How the value of a struggling SpaceX increased

SpaceX's 2008 Series D is an example. Despite the financial crisis and unsuccessful rocket launches, the company's Post-Money Valuation was 36% higher after the investment round. Why?

Series D SpaceX shares were protected. In case of liquidation, Series D investors were guaranteed a 2x return before other shareholders.

Due to downside protection, investors were willing to pay a higher price for this new share class.

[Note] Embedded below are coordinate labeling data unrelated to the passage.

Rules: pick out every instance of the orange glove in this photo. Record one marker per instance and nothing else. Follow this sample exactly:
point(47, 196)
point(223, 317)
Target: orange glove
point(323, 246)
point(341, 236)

The Post-Money Valuation model overpriced SpaceX because it viewed all the shares as equal (they weren't).

Why entrepreneurs, workers, and early investors stand to lose the most

Post-Money Valuation is an effective and sufficient method for assessing a startup's valuation, despite not taking share class disparities into consideration.

In a robust market, where the firm valuation will certainly expand with the next fundraising round or exit, the inflated value is of little significance.

Fairness endures. If a corporation leaves at a greater valuation, each stakeholder will receive a proportional distribution. (i.e., 5% of a $100M corporation yields $5M).

SpaceX's inherent overvaluation was never a problem. Had it been sold for less than its Post-Money Valuation, some shareholders, including founders, staff, and early investors, would have seen their ownership drop.

The unforgiving world of 2022

In 2022, founders, employees, and investors who benefited from inflated values will face below-valuation exits and down-rounds.

For them, 2021 will be a curse, not a blessing.

Some tech giants are worried. Klarna's valuation fell from $45B (Oct 21) to $30B (Jun 22), Canvas from $40B to $27B, and GoPuffs from $17B to $8.3B.

Shazam and Blue Apron have to exit or IPO at a cheaper price. Premium share classes are protected, while others receive less. The same goes for bankrupts.

Those who continue at lower valuations will lose reputation and talent. When their value declines by half, generous employee stock options become less enticing, and their ability to return anything is questioned.

What can we infer about the present situation?

Such techniques to enhance your company's value or stop a normalizing market are fiction.

The current situation is a painful reminder for entrepreneurs and a crucial lesson for future firms.

The devastating market fall of the previous six months has taught us one thing:

  1. Keep in mind that any valuation is speculative. Money Post A startup's valuation is a highly simplified approximation of its true value, particularly in the early phases when it lacks significant income or a cutting-edge product. It is merely a projection of the future and a hypothetical meter. Until it is achieved by an exit, a valuation is nothing more than a number on paper.

  2. Assume the value of your company is lower than it was in the past. Your previous valuation might not be accurate now due to substantial changes in the startup financing markets. There is little reason to think that your company's value will remain the same given the 50%+ decline in many newly listed IT companies. Recognize how the market situation is changing and use caution.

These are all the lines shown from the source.